Race Relations Day is observed around the world, annually on March 21 in conjunction with the International Day for the Elimination of Racial Discrimination. The day was initially recognised to commemorate the 69 people – including 10 children – who were killed while peacefully protesting Apartheid laws in Sharpeville in 1960.
“Let us mark this important day by remembering those who died; learn their names and their stories; and honour their lives and their legacies.
We would also call for New Zealanders to take part in the two-minute silence on Friday announced by Prime Minister Jacinda Ardern, Mr Narayanan says.
“In these sad times the strength and the resolve of our community not to give in to hatred has been shown as New Zealanders embrace one another to comfort and console,” Mr Narayanan says.
"People of all cultures and faiths have come together to show their grief in this difficult time, with an outpouring of solidarity and unity with our Muslim brothers and sisters.

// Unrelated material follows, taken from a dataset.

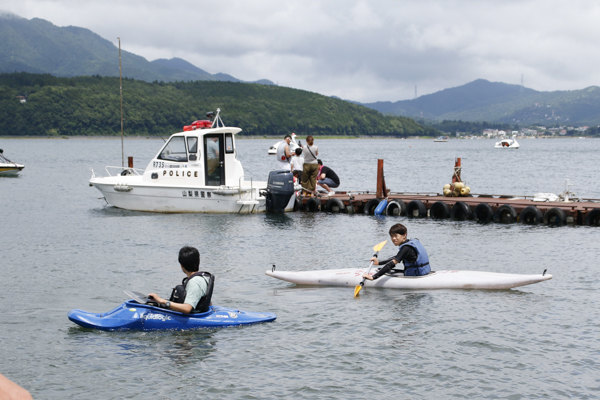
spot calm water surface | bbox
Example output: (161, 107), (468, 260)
(1, 137), (600, 399)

"As we remember, it is also a time to reflect on the country we want to build. Becoming a Treaty-based multicultural society will not come without hard work. We must listen to each other and work collectively to make it happen, Mr Narayanan says.
"Let us stand united against racism and hate wherever and whenever we see it."
Chief Human Rights Commissioner, Paul Hunt, called on New Zealanders to take the time to remember this Race Relations Day and connect with each other.
"The theme of this year’s Race Relations Day – ‘O tātou iwi, ō tātou ahurea, ō tātou reo – our people, our cultures, our languages’ – reflects the diversity we need to embrace as we continue the work of building a harmonious society," Mr Hunt says.